胃腸道間質瘤中干細胞因子的表達及與其細胞增殖的關系

侯曉瑋，白辰光，馬大烈，莊興俊

胃腸道間質瘤 （gastrointestinal stromal tumor，GIST）為最常見的胃腸道間葉來源腫瘤，其常見的發病部位為胃、小腸、結直腸等。GIST起源于消化道間質的 Cajal細胞（interstitial cell of Cajal，ICC）或其更原始的祖細胞[1]，腫瘤中存在c-Kit基因（75%～80%）或PDGFRA基因（5%～10%）的功能獲得性突變[2-5]，這些突變導致非配體依賴的受體蛋白的持續活化，激活下游信號傳導通路，阻止細胞發生凋亡，促進細胞增殖，這被認為是GIST的經典發病機制。研究發現，部分GIST具有惡性行為，能夠發生侵襲和轉移。目前認為所有的GIST都有惡性潛能。Flether等提出腫瘤大小和有絲分裂指數可以作為GIST危險度評估的指標[6]，Ki-67指數也可作為GIST預后評估的指標。但是目前促使GIST細胞增殖和轉移的原因卻尚未清楚。干細胞因子（stem cell factor，SCF）為 KIT受體蛋白的配體，由 Steel基因編碼，由于不同的mRNA剪接方式，表達為分子量為31 kD的膜結合型蛋白 （mSCF）和分子量為18.5 kD的可溶性蛋白（sSCF）兩種形式[7]。在正常情況下，SCF與KIT受體結合，誘導KIT蛋白胞外區的構象發生變化，使受體在細胞膜上遷移、聚集，形成二聚體，使胞內酪氨酸殘基磷酸化，調控MAPK和PI3-K等多條信號傳導通路，最終活化胞質內的轉錄因子，調控細胞的生長、增殖和分化。研究發現，由可溶性SCF激活的KIT蛋白通過泛素-蛋白酶體通路迅速被降解，而由膜結合型SCF蛋白激活的KIT能夠保持穩定和持久的活性[8]。目前已證實SCF/KIT通路的活化在ICCs和造血干細胞的增殖分化過程中發揮重要作用[9]，而近期研究發現，在某些腫瘤如宮頸腺鱗癌、惡性黑素瘤、Merkel細胞癌、白血病、轉移性前列腺癌和胰腺癌中，SCF/KIT系統的激活參與了腫瘤的增殖與轉移[10-16]。在GIST中，SCF是否也通過自分泌或旁分泌方式存在，SCF是否能夠發揮活化GIST細胞中KIT蛋白的功能，SCF/KIT信號傳導系統的激活是否在GIST細胞的增殖和轉移過程中發揮作用，值得研究探討。

在本研究中，筆者檢測了68例GIST組織中SCF的表達，分析SCF表達情況與GIST預后評估表 指標的關系，同時結合c-Kit基因的突變狀態分析，探索c-Kit基因的突變與SCF表達有無相關性。

1 資料與方法

1.1 病例資料 收集筆者所在醫院2002～2009年經病理診斷確診的GIST患者共68例。男29例，女39例；年齡23～84歲，平均55歲。腫瘤發生于胃43例（63.2%）、小腸 21例（30.1%）、直腸 2例（2.9%）、未知部位2例（2.9%）。腫瘤直徑0.8～22.0 cm，平均5.8 cm。

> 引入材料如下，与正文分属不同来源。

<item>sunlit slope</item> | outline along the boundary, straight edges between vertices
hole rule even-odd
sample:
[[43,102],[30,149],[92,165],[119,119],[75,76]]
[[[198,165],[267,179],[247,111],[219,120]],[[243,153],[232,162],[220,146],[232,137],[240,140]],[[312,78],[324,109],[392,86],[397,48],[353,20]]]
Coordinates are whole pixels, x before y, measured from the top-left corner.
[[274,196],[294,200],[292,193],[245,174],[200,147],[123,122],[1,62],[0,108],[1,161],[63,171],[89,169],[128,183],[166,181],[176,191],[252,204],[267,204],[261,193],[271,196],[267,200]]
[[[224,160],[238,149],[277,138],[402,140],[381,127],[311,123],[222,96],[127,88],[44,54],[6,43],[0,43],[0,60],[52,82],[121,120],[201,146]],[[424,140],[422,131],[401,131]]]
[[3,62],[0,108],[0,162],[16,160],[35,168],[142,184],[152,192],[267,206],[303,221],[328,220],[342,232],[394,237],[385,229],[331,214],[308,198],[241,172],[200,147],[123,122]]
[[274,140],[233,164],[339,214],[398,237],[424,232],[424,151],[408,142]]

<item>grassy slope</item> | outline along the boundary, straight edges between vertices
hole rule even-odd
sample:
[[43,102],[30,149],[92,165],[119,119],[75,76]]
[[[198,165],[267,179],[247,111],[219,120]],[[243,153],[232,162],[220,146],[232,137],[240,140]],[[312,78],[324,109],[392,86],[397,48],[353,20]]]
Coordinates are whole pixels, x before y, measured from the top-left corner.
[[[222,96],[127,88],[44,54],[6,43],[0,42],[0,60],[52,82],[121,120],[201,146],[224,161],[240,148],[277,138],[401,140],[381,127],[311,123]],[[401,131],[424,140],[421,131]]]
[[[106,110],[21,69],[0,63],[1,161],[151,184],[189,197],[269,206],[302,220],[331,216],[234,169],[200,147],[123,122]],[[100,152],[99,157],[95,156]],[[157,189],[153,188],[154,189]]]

1.2 免疫組織化學檢測 在石蠟組織標本的HE染色切片中光鏡下對病變組織進行定位，用蠟塊組織取樣器，每例取直徑4 mm的病變組織，重復3次，制作石蠟組織芯片。使用的抗體分別為兔抗人SCF單克隆抗體 （1∶250）、兔抗人KIT多克隆抗體（1∶150）、兔抗人 Ki-67 單克隆抗體（1∶100）。 免疫組化步驟按Envision法，抗原修復方法均為檸檬酸熱修復。免疫組化結果判定方法為：SCF和KIT陽性為胞膜或胞漿呈明顯棕黃色顯色；Ki-67陽性強度判定是在顯微鏡400倍視野下，計算5個視野的細胞總數，以腫瘤細胞核明顯呈棕黃色者為陽性，陽性細胞數除以腫瘤細胞總數，即為Ki-67抗原標記的細胞增殖指數：設定<5%為-，5%～10%為+，>10%為++。

1.3 組織蛋白抽提與Western-blot檢測 切取黃豆大小新鮮組織，將組織勻漿，加入RIPA裂解液400 μl，冰上裂解 30 min，經 12 000 r/min 低溫離心15 min后吸取上清，BCA法測定蛋白濃度。蛋白上樣量為50 μg/孔，常規SDS-PAGE電泳后將蛋白轉印至PVDF膜，含有0.05%Tween20、5%脫脂奶粉的封閉液封閉PVDF膜2 h，一抗兔抗人SCF單克隆抗體（1∶5000）、兔抗人 KIT 多克隆抗體（1∶1000）、內參蛋白 GAPDH(1∶10 000，上海康成生物)各 3 ml，4℃孵育過夜，洗膜，按1∶10 000加入HRP標記的相應二抗37℃孵育2 h，洗膜后加入ECL系統，暗室顯影2～3 min后沖洗膠片。

1.4 c-Kit基因突變檢測 采用蛋白酶K消化/苯酚-氯仿法抽提組織基因組DNA，以此為模板進行PCR反應擴增c-Kit基因，體系為2 μl模板DNA、25 μl 2×Taq PCR MasterMix（北京天為時代科技有限公司），上下游引物 (10 μmol/l) 各 1 μl，終體積50 μl（引物序列見表 1），反應條件為 94 ℃ 1 min、60℃ 1 min、72℃ 1 min至38個循環。PCR產物經1.5%瓊脂糖凝膠電泳鑒定后，送上海生工生物公司測序。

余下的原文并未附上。